Typical investments within Australian SMSFs include shares, cash and managed funds. Residential and commercial property is also a common investment, which has become even more popular since the introductions of new regulations that allow SMSFs to borrow money for property purchases.
In this guide we will look at some of the more popular investments held within SMSFs, but remember that there are strict regulations in place when it comes to SMSF investment, so you need to be careful before choosing investments for your own fund.
Cash & Fixed Interest
Cash and fixed interest investments have always been popular with investors, however with the continuing volatility in global markets there has been an increasing percentage of money going into more conservative asset classes such as cash.
The ability to invest and trade in direct shares is one of the biggest drawcards of an SMSF for many investors. Using a traditional stock broker or an online service, investors are able to trade shares and other securities listed on the ASX (Australian Securities Exchange).

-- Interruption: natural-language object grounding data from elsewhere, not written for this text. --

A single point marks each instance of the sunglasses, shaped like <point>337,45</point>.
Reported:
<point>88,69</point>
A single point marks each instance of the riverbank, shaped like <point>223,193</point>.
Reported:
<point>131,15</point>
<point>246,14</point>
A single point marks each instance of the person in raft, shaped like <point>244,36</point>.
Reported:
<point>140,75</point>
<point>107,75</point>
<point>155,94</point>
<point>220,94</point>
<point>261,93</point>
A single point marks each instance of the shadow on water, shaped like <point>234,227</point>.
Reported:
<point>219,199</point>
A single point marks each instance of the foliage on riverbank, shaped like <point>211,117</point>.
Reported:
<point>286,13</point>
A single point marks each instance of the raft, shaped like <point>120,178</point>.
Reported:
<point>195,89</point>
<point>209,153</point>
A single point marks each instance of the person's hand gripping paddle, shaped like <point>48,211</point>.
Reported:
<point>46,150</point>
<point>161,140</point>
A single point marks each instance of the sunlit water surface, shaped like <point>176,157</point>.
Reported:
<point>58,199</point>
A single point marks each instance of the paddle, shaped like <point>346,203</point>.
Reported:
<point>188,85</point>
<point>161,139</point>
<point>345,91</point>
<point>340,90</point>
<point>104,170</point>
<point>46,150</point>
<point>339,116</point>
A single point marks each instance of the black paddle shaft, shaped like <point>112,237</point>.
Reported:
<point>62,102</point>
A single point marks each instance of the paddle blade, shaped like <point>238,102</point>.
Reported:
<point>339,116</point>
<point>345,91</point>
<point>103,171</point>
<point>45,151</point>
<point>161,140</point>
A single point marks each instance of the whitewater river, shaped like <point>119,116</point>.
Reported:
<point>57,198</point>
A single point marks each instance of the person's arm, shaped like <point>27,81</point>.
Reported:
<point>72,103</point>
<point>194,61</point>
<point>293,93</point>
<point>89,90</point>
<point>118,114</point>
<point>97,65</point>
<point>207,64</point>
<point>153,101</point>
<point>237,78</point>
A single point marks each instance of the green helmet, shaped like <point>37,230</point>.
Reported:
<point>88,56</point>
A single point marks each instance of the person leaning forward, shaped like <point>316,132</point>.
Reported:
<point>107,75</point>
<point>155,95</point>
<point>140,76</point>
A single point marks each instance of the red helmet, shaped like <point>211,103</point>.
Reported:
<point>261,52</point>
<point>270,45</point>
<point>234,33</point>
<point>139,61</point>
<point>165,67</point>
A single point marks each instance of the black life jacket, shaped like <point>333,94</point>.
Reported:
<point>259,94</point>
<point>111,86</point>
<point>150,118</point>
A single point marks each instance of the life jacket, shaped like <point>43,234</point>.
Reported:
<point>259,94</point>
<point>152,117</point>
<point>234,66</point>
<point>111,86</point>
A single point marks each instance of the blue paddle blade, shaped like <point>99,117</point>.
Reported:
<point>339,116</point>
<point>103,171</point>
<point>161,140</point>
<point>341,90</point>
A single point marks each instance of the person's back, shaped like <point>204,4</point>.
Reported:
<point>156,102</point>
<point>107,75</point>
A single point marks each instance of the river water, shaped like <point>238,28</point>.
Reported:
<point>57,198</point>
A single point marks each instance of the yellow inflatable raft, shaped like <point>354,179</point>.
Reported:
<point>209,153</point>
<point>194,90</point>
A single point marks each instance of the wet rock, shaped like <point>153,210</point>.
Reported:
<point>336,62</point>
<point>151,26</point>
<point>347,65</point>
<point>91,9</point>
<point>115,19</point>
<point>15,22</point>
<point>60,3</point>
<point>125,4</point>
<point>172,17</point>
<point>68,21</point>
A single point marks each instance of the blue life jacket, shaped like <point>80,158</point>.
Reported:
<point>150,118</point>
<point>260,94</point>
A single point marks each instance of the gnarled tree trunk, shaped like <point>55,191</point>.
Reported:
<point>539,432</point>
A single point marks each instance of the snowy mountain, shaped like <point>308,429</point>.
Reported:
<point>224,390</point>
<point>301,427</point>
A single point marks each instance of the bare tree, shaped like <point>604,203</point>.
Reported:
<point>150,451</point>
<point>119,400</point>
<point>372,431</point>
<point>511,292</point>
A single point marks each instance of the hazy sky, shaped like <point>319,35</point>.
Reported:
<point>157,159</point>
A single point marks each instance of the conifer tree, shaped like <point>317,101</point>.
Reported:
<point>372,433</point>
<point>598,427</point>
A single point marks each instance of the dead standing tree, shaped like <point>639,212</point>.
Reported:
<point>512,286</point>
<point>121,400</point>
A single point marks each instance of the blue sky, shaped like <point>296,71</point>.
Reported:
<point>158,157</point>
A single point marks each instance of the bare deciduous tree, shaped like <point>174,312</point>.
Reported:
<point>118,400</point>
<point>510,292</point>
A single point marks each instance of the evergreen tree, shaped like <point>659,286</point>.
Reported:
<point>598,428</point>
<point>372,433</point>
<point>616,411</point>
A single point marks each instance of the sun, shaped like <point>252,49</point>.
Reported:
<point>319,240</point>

An SMSF can invest in a range of managed funds that give exposure to a diverse range of companies and industries. By using managed funds your SMSF can gain access to investments that may not be available if you where trying to invest directly.
Managed funds can give SMSFs exposure to international equities, emerging markets, specific industries, commodities and a wide range of other attractive investment options.
Residential & Commercial Property
The ability for an SMSF to borrow money for property purchases has led to a big increase in the number of funds purchasing residential and commercial real estate.
There are strict rules around property transactions with an SMSF, especially when it comes to related party deals. SMSF trustees must also be careful when investing in holiday homes or any other property that may provide a benefit to family members.
Although SMSFs are largely restricted from investing in property that involves related parties, there is one exception that is used by many SMSF holders, which is the ability to purchase the business premises for your own business.
Your SMSF can purchase commercial property to be used by your own business, provided that your business pays rent to your SMSF at the full market rate.
Aside from the more traditional assets listed above, an SMSF can also invest in some more exotic and specialist investments.
One of the popular assets in this class is fine artwork, however as with most SMSF investments there are strict rules in place. You cannot display the artwork in your own home, however you can rent it to someone else provided that the full market rate rental is paid.
The penalties for owning the wrong investments in your SMSF can be severe, so if you are unsure of a particular investment you should seek advice from a qualified SMSF professional.